APPARATUS MYTHS

APPARATUS MYTHS

RANDOM THOUGHTS ON…

Many of us have opinions as to the use, safety, outfitting, and positioning of apparatus on the fire scene. I guess by now you know: So do I!

Aerial shear stress. For a long time, aerial ladders have depended on the truss assemblies forming the rails for strength. This strength is enhanced or reduced depending on extension, angle, load (how many firefighters are supported), and whether the aerial is supported at the tip.

lately there have been an increasing number of aerial ladder failures, some unfortunately with members on them. One of the main causes, at least from my perspective, is that aerial ladders have very little shear-stress strength. It means that they can’t “take a hit from the side.” This is especially true if they’re overextended at too low an angle and/or not supported. Perhaps the reason is that we have forgotten this safety factor because of new construction on today’s modern apparatus deliveries. They are designed and built to do what yesterday’s aerials could not do—operate at low (zero-degree) angles—and are “beefed up” to work well unsupported at maximum extensions.

We’ve had one collapse at a rescue attempt in a major city with three firefighters on the extended, low-angle, unsupported ladder. The immediate cause of failure was that a tower ladder stream just “ticked” the tip of the aerial. Of course, all the other reasons were in place at the time of impact. Another firefighter was killed recently while performing work on the fire station from the end of a fully extended, unsupported metal aerial — again, way beyond the safety guidelines for designed load, extension, and angle.

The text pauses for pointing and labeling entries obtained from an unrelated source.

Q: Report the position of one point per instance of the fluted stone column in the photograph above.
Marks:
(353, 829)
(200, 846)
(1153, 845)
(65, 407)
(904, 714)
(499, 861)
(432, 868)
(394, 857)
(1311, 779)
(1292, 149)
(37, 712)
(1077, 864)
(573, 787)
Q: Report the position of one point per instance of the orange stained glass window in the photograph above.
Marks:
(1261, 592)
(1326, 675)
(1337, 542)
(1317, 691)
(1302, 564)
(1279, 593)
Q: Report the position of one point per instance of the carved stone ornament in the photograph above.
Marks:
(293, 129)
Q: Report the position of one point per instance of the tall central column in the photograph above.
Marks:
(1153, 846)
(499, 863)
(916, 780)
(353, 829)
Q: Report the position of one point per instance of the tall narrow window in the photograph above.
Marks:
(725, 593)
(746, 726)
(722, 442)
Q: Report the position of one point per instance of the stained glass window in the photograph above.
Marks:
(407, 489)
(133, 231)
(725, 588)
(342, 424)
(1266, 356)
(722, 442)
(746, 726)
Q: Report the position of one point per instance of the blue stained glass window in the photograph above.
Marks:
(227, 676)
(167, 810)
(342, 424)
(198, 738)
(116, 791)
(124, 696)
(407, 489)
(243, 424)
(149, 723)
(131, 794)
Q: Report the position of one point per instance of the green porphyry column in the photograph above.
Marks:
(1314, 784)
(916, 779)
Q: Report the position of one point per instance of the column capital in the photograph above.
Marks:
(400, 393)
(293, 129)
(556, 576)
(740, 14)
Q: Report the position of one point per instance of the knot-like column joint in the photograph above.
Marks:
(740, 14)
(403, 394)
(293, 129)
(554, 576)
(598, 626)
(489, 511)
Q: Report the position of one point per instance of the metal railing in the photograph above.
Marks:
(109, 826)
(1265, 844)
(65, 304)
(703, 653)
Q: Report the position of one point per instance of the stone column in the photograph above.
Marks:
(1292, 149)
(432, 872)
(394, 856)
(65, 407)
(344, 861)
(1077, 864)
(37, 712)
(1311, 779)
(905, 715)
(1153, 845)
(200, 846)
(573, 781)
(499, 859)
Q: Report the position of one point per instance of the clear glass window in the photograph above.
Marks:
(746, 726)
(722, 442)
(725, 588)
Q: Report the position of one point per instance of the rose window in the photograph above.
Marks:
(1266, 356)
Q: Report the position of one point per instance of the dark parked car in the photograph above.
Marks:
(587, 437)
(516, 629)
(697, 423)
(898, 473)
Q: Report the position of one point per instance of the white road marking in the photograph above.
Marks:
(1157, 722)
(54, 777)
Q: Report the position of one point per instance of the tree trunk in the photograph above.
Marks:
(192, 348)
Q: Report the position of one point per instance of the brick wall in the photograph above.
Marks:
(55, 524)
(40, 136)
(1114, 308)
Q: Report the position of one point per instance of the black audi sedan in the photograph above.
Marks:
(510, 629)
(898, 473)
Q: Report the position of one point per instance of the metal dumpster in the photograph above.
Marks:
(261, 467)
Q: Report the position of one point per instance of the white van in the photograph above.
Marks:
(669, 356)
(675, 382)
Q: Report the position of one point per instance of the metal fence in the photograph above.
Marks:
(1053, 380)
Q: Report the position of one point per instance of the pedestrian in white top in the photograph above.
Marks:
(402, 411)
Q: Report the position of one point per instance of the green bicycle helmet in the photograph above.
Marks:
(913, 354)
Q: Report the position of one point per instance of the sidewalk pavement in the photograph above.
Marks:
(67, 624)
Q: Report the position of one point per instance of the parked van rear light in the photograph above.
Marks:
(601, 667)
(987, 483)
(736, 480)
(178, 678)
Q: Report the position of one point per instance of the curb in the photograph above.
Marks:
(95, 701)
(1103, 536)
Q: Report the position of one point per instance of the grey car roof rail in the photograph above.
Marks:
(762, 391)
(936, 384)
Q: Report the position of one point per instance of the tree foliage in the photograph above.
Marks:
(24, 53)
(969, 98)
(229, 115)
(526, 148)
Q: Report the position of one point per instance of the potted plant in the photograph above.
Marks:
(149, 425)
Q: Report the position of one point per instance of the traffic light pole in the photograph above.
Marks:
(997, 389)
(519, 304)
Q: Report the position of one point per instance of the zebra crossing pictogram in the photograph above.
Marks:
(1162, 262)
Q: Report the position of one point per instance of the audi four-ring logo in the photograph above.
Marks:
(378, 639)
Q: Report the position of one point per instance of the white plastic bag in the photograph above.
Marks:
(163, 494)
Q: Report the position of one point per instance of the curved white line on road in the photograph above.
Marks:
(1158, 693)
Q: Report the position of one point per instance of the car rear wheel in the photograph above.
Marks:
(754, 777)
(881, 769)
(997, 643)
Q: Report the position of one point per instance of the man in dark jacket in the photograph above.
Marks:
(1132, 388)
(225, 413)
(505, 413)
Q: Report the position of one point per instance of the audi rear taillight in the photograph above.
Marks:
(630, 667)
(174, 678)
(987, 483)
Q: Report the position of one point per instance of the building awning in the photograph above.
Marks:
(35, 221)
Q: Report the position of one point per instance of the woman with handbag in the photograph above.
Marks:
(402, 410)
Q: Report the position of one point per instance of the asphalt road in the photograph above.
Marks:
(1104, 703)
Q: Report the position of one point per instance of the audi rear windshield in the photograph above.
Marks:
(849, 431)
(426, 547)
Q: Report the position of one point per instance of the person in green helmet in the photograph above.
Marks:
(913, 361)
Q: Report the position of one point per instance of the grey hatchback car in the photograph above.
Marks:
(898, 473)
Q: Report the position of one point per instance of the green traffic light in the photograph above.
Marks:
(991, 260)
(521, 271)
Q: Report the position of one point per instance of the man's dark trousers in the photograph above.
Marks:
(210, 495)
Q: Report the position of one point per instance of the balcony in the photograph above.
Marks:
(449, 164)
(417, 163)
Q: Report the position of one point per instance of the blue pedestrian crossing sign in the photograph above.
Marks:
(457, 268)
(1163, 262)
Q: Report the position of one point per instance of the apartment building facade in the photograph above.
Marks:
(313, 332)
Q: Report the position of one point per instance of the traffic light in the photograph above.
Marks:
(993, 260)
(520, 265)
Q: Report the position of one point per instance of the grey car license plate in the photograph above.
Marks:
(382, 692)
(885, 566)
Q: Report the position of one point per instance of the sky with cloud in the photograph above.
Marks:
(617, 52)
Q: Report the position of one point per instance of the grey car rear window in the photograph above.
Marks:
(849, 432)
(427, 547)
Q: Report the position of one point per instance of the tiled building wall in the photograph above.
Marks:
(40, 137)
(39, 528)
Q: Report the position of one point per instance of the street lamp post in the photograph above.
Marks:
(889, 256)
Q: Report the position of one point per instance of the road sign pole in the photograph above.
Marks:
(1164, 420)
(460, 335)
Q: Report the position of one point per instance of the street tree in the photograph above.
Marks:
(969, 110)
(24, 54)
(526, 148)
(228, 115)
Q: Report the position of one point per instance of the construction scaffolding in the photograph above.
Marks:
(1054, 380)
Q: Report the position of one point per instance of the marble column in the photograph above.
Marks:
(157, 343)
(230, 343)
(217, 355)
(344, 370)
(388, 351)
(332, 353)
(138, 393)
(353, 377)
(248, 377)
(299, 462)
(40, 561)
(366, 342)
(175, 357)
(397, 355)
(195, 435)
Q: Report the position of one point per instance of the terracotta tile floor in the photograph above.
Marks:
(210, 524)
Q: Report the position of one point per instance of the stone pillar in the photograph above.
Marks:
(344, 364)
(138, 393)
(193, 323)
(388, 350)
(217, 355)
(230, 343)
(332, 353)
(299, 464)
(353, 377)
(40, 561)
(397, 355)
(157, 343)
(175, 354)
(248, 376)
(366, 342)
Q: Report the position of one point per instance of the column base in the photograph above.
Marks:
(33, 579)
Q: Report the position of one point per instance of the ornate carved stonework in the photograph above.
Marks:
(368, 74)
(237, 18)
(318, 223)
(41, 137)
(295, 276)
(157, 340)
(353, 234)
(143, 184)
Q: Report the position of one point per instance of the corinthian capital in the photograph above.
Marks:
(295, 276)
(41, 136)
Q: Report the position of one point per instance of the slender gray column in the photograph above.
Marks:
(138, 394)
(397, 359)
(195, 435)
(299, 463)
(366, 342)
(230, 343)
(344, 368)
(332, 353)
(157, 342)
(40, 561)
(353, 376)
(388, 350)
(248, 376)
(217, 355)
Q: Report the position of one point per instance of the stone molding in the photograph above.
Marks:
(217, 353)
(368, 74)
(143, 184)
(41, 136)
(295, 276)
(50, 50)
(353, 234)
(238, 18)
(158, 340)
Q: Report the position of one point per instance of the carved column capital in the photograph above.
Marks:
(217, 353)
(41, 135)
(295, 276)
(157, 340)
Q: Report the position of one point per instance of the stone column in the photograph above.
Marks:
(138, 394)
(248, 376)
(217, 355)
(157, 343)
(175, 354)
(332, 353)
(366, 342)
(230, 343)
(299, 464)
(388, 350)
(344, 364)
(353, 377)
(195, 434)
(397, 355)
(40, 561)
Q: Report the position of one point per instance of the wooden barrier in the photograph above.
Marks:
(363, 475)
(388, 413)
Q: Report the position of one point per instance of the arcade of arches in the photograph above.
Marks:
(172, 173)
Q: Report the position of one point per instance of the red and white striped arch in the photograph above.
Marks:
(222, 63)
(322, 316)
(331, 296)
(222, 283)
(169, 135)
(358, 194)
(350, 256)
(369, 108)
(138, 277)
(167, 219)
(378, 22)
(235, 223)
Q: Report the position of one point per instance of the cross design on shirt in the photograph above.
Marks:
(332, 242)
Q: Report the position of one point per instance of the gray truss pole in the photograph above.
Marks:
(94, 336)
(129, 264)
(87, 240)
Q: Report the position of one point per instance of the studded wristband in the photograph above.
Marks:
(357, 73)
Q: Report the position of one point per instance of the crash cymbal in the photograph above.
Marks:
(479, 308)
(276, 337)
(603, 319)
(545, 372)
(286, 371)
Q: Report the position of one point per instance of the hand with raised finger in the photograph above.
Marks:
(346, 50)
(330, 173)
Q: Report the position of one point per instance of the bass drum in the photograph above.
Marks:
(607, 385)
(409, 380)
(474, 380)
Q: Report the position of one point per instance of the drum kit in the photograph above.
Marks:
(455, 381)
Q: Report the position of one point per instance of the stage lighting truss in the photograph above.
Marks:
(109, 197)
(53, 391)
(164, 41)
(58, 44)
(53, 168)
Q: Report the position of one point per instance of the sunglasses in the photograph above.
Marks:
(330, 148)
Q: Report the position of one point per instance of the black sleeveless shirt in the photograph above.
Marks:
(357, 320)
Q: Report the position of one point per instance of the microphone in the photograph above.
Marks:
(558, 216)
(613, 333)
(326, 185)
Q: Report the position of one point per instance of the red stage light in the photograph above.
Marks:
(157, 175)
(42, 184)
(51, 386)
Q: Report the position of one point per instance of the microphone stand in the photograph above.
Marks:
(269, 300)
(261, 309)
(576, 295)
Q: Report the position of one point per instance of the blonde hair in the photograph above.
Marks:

Perhaps we are lulled away from following the safety rules for our older aerials because we see so many photographs of newer apparatus at defensive fire operations. If your aerial isn’t designed for these space-age acrobatics, it will fail, too.

Pay strict attention to the operational safety restrictions that pertain specifically to your apparatus and not what may look good or best or seem right because the other guy does it!

Pumping water supply. In-line water supply has become a buzzword in all our departments. This is a fine tactic when you have hydrant problems—either you don’t have any, they are very distant from one another, or they are in terrible shape (many out of service, as was common in America’s inner cities during the “burn, baby, burn” days of the mid-sixties and early seventies). You had no choice: either someone brought you water or you ran out.

But the “blanket” adoption of inline by departments with hydrants and water supply in abundance is a mistake. It probably is really used to support the concept that we “always” stretch the preconnect and the other pumper gets us supplemental water.

Whatever happened to the old maxim. “If you don’t have to depend on others for water, don’t!”? There’s always the argument of manning levels. However, it takes just as much effort to drop the hose, reverse lay to the hydrant, break the hose, hook up to the booster water, and then augment hydrant water with the short connection through the gated inlet as it does to supply a hoseline by booster tank at the fire and then have to wait for the second engine to hook up augmenting water. But the benefit is that you don’t run out of water. You don’t have to depend on others.

Placement of fire apparatus at the scene. Forget about the sounding of and placement/staging of secondand third-alarm assignments. You’ll have time, control, and communications on your side by then. The successful firelight is dependent on the proper placement of the first-arriving units —two engines and one aerial device. “No second engine in the fire block until the aerial is placed to be most effective” is a good rule of thumb. And remember, you can always stretch hose —but not ladders.

Apparatus put out fires? We all know it’s the firefighters and not the apparatus. But is that obvious today? We operate with a Beau Geste syndrome: all unattended rifles on the battlements but no one to fire them. We know also that management cannot comprehend what efficient minimum manning levels are, but while we’re waiting for enlightenment I’d rather have two four-man engines and one five-man truck to work with than have seven or more pieces show up with just two personnel, or worse, one.